The find.all() method for regex objects finds all matching strings in a text.


In [3]:
import re

phoneRegex = re.compile(r'/d/d/d-/d/d/d-/d/d/d/d')

#phoneRegex.search() # finds first match
#phoneRegex.findall() # finds all matches

find.all() returns a list of strings.

It behaves differently with groups.


In [4]:
import re

phoneRegex = re.compile(r'(/d/d/d)-(/d/d/d-/d/d/d/d)') # Two groups, so returns tuples

#phoneRegex.findall() # finds all matches in pairs; [('group1', 'group2'),...]

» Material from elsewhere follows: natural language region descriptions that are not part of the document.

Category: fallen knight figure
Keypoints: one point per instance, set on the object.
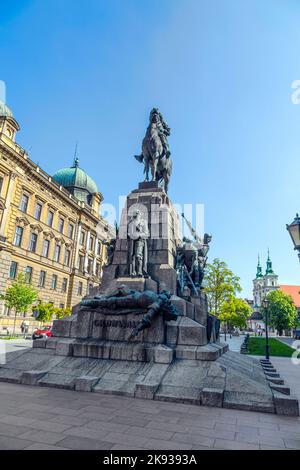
(124, 300)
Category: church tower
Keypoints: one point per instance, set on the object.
(263, 284)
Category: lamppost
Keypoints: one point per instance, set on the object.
(265, 303)
(294, 231)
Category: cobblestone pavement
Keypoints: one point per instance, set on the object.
(47, 418)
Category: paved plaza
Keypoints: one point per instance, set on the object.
(48, 418)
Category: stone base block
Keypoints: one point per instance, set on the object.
(85, 383)
(163, 354)
(186, 352)
(137, 283)
(145, 390)
(180, 304)
(39, 343)
(212, 397)
(31, 377)
(285, 405)
(207, 353)
(64, 347)
(191, 333)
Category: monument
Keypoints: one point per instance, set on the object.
(146, 332)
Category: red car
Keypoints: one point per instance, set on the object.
(44, 332)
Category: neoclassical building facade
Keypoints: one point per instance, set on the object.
(50, 227)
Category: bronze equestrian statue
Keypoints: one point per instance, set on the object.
(156, 154)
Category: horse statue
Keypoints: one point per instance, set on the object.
(155, 150)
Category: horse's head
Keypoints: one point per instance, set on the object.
(154, 116)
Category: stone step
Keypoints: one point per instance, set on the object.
(285, 405)
(281, 388)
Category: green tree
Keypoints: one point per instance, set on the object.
(234, 313)
(44, 312)
(281, 311)
(220, 284)
(62, 312)
(19, 296)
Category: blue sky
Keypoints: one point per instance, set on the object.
(221, 73)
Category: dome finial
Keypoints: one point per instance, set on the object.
(76, 159)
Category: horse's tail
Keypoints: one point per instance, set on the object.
(139, 158)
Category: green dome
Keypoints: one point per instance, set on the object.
(75, 180)
(4, 110)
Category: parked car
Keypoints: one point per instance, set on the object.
(44, 332)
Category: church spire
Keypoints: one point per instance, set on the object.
(258, 269)
(76, 159)
(269, 269)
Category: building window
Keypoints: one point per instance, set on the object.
(71, 231)
(13, 270)
(61, 224)
(38, 211)
(80, 263)
(99, 248)
(28, 274)
(42, 279)
(90, 266)
(64, 285)
(91, 243)
(79, 288)
(97, 269)
(18, 236)
(50, 218)
(32, 242)
(45, 250)
(82, 238)
(24, 203)
(54, 281)
(57, 253)
(67, 257)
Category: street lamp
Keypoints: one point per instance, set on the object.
(265, 303)
(294, 231)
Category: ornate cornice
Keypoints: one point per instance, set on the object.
(22, 221)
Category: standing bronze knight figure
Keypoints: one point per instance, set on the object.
(156, 154)
(138, 234)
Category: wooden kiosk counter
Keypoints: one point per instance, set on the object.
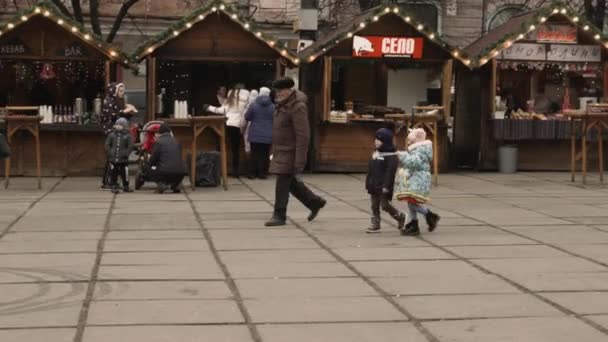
(50, 63)
(369, 71)
(210, 48)
(540, 67)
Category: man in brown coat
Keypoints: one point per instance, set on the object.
(290, 139)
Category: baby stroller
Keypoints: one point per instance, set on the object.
(147, 140)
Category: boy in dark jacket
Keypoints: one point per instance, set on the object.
(119, 145)
(381, 179)
(166, 161)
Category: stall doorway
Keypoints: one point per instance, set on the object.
(197, 82)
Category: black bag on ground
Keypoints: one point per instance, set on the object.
(5, 149)
(208, 169)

To get the total string, just wrap the total regex in its own group, so you get [(totalstring, group1, group2),...].

RegEx Character Classes

\d\ is the RegEx character for digits.


In [15]:
#digitRegex = re.compile(r'(1|2|3|4...|n)`) is equivalent to

#digitRegex = re.compile(r'\d\')


---------------------------------------------------------------------------
NameError                                 Traceback (most recent call last)
<ipython-input-15-1d94011dd0c1> in <module>()
      4 #digitRegex = re.compile(r'\d\')
      5 
----> 6 print(str(list(fib())).strip("[]"))

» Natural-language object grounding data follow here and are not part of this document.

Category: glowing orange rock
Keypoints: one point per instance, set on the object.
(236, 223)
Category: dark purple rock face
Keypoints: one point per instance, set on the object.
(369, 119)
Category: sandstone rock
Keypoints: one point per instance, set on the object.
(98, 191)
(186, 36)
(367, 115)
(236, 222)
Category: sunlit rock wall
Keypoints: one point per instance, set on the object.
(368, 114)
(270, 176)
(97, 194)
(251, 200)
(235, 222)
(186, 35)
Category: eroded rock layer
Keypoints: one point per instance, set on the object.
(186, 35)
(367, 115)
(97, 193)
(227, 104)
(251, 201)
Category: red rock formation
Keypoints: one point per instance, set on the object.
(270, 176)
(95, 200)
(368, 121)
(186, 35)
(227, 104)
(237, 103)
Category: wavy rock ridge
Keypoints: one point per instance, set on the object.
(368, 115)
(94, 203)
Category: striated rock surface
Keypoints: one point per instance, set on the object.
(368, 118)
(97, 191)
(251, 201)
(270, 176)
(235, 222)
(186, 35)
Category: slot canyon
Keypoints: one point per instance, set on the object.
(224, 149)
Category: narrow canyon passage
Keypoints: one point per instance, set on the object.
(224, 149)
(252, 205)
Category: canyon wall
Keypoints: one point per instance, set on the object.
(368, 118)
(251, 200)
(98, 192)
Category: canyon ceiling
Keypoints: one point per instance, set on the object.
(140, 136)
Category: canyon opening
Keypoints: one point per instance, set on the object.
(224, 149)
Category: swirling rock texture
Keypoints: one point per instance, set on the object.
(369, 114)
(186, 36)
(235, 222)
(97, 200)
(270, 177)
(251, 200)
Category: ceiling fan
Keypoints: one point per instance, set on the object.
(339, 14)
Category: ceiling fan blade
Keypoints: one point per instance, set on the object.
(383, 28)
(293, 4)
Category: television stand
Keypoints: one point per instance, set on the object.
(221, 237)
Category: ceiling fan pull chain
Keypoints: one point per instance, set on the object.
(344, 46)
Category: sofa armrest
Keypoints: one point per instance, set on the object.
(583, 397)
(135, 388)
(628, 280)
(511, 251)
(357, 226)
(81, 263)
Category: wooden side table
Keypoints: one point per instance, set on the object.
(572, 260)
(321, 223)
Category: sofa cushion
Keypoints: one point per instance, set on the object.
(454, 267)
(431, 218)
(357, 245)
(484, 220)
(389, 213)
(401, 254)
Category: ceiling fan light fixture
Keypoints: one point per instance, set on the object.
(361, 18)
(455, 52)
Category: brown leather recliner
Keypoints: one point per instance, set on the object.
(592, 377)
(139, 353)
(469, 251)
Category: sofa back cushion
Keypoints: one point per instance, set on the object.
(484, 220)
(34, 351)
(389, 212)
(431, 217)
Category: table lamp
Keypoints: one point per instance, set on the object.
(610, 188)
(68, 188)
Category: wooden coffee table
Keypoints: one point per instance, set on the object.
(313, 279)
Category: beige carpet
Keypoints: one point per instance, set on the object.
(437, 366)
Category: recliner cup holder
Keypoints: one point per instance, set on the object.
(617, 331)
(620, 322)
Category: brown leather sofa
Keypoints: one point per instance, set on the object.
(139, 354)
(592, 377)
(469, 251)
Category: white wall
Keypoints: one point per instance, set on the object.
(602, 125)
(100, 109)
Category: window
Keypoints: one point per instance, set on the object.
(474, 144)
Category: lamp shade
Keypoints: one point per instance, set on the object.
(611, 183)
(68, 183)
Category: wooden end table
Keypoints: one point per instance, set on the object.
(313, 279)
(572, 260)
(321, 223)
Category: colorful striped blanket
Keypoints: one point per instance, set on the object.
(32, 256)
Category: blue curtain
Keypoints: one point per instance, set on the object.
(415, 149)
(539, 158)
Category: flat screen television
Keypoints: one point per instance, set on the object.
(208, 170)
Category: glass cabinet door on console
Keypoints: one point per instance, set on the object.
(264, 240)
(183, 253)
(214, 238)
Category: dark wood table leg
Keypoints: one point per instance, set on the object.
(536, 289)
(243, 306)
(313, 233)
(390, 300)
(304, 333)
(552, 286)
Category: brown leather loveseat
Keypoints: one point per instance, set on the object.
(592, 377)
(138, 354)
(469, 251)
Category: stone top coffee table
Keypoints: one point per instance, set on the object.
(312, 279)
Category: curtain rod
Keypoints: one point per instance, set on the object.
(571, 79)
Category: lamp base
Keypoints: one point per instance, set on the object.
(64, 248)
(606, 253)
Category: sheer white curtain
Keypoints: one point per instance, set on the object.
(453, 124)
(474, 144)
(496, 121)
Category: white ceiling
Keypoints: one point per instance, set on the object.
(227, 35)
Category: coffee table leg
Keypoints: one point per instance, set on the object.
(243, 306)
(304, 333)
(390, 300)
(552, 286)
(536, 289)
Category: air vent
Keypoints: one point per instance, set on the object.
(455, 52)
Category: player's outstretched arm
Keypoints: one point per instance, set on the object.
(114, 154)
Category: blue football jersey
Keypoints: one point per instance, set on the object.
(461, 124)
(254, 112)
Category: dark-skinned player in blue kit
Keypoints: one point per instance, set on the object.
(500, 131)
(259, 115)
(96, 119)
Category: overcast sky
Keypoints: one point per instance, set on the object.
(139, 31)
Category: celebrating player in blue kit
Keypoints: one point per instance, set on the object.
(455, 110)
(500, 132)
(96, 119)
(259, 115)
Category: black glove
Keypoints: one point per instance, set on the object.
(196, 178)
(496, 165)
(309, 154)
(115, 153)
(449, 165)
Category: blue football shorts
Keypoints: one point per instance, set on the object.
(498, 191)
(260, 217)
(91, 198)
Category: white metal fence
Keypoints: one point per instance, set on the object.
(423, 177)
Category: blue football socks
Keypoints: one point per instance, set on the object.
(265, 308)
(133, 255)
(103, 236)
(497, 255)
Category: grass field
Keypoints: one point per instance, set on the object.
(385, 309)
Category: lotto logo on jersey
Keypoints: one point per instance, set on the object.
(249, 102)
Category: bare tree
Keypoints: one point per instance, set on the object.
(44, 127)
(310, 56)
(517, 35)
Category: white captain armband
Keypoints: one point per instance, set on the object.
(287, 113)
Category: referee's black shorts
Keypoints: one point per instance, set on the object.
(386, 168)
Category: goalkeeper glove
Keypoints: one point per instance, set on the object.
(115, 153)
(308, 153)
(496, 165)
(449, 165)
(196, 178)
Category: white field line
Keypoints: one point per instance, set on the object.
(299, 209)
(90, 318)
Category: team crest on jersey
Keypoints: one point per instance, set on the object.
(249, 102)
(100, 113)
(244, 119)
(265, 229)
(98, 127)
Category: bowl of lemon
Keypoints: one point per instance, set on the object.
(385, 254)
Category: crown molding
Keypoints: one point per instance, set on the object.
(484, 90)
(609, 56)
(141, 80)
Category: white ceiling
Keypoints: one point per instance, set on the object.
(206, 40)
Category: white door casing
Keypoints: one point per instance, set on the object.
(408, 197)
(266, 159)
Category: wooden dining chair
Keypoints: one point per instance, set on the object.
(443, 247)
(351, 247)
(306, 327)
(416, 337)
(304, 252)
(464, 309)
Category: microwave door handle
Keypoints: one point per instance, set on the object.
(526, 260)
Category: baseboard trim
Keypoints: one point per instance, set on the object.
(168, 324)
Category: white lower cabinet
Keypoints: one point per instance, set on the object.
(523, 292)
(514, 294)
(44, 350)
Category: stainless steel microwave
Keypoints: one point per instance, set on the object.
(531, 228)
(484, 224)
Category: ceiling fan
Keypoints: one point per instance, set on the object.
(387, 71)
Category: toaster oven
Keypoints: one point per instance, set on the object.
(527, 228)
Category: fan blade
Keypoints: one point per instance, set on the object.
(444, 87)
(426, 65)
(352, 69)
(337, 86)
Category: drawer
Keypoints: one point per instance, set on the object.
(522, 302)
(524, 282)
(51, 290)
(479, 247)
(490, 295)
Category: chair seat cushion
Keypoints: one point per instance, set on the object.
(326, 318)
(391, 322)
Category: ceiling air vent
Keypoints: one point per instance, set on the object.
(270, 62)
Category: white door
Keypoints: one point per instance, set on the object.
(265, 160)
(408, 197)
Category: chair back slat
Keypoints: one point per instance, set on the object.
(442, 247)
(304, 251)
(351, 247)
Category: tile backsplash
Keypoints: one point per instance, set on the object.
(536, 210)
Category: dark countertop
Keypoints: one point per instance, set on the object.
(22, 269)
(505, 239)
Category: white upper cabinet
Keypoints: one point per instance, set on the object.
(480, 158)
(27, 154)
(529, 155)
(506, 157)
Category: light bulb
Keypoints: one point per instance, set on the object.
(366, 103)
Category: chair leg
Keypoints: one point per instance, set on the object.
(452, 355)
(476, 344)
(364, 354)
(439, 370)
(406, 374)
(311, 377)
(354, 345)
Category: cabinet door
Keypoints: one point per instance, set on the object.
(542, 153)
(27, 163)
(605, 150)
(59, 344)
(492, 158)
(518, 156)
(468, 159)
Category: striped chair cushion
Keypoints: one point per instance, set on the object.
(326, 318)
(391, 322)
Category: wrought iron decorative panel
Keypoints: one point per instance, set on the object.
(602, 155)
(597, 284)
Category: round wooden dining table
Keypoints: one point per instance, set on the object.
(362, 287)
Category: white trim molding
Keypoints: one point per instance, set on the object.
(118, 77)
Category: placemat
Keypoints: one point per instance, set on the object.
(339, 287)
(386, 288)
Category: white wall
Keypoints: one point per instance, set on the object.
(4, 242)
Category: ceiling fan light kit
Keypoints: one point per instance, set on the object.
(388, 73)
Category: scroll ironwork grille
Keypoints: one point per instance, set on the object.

NameError: name 'fib' is not defined

Other regex characters are:

  • \D Any character that is NOT a numeric digit from 0 to 9.
  • \w Any letter, numeric digit, punctuation, or the underscore character (word characters.)
  • \W Any character that is NOT a letter, numeric digit, or the underscore character.
  • \s Any space, tab, or newline character (space characters.)

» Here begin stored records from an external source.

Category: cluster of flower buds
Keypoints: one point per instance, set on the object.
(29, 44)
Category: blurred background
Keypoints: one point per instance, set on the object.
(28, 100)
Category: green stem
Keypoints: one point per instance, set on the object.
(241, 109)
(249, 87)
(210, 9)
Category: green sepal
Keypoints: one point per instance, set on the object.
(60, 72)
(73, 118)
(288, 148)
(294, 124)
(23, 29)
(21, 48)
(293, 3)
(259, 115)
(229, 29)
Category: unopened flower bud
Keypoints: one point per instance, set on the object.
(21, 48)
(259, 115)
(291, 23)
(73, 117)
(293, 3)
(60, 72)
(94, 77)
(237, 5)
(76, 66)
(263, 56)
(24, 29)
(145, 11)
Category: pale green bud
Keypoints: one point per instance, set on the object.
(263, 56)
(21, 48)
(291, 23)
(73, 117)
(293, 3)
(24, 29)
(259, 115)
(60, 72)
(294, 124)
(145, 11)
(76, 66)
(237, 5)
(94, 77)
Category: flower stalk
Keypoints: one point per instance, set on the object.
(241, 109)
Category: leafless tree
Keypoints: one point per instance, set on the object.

  • \S Any character that is NOT a space character.


In [23]:
# Example using lyrics from The Twelve Days of Christmas 

lyrics = '''
12 Drummers Drumming
11 Pipers Piping
10 Lords a Leaping
9 Ladies Dancing
8 Maids a Milking
7 Swans a Swimming
6 Geese a Laying
5 Golden Rings
4 Calling Birds
3 French Hens
2 Turtle Doves
and 1 Partridge in a Pear Tree
'''

xmasRegex = re.compile(r'\d+\s\w+') # 1 or more digits, space, 1 or more words

xmasRegex.findall(lyrics) # Returns all 'x gift', but stops at space because \w+ does not include spaces


Out[23]:
['12 Drummers',
 '11 Pipers',
 '10 Lords',
 '9 Ladies',
 '8 Maids',
 '7 Swans',
 '6 Geese',
 '5 Golden',
 '4 Calling',
 '3 French',
 '2 Turtle',
 '1 Partridge']

It is possible to create your own character classes, outside of these shorthand classes, using []:


In [26]:
vowelRegex = re.compile(r'[aeiouAEIOU]') # RegEx for lowercase and uppercase vowels
alphabetRegex = re.compile(r'[a-zA-Z]') # RegEx for lowercase and uppercase alphabet using ranges

print(vowelRegex.findall('Robocop eats baby food.')) # Finds a list of all vowels in string

doublevowelRegex = re.compile(r'[aeiouAEIOU]{2}') # RegEx for two lowercase and uppercase vowels in a row; {2} repeats.
print(doublevowelRegex.findall('Robocop eats baby food.')) # Finds a list of all vowels in string


['o', 'o', 'o', 'e', 'a', 'a', 'o', 'o']
['ea', 'oo']

A useful feature of custom character classes are negative character classes:


In [30]:
consonantsRegex = re.compile(r'[^aeiouAEIOU]') # RegEx for finding all characters that are NOT vowels

print(consonantsRegex.findall('Robocop eats baby food.')) # Output will include spaces and words.


['R', 'b', 'c', 'p', ' ', 't', 's', ' ', 'b', 'b', 'y', ' ', 'f', 'd', '.']

Recap

  • The regex .findall() method is passed a string, and returns a list of all matches in it, not just the first match.
  • If the regex has 0 or 1 groups, .findall() returns a list of strings.
  • If the regex has 2 ore more groups, .findall() returns a list of tuples of strings.
  • \d is the shorthand character class that matches digits.
  • \w is the shorthand character class that matches words.
  • \s is the shorthand character class for whitespace.
  • \D is the shorthand character class that matches NOT digits.
  • \W is the shorthand character class that matches NOT words.
  • \S is the shorthand character class that matches NOT spaces.
  • You can make your own character classes with square brackets: [aeiou]
  • The ^ caret symbol makes it a negative character class, matching anything NOT in the brackets: [^aeiou]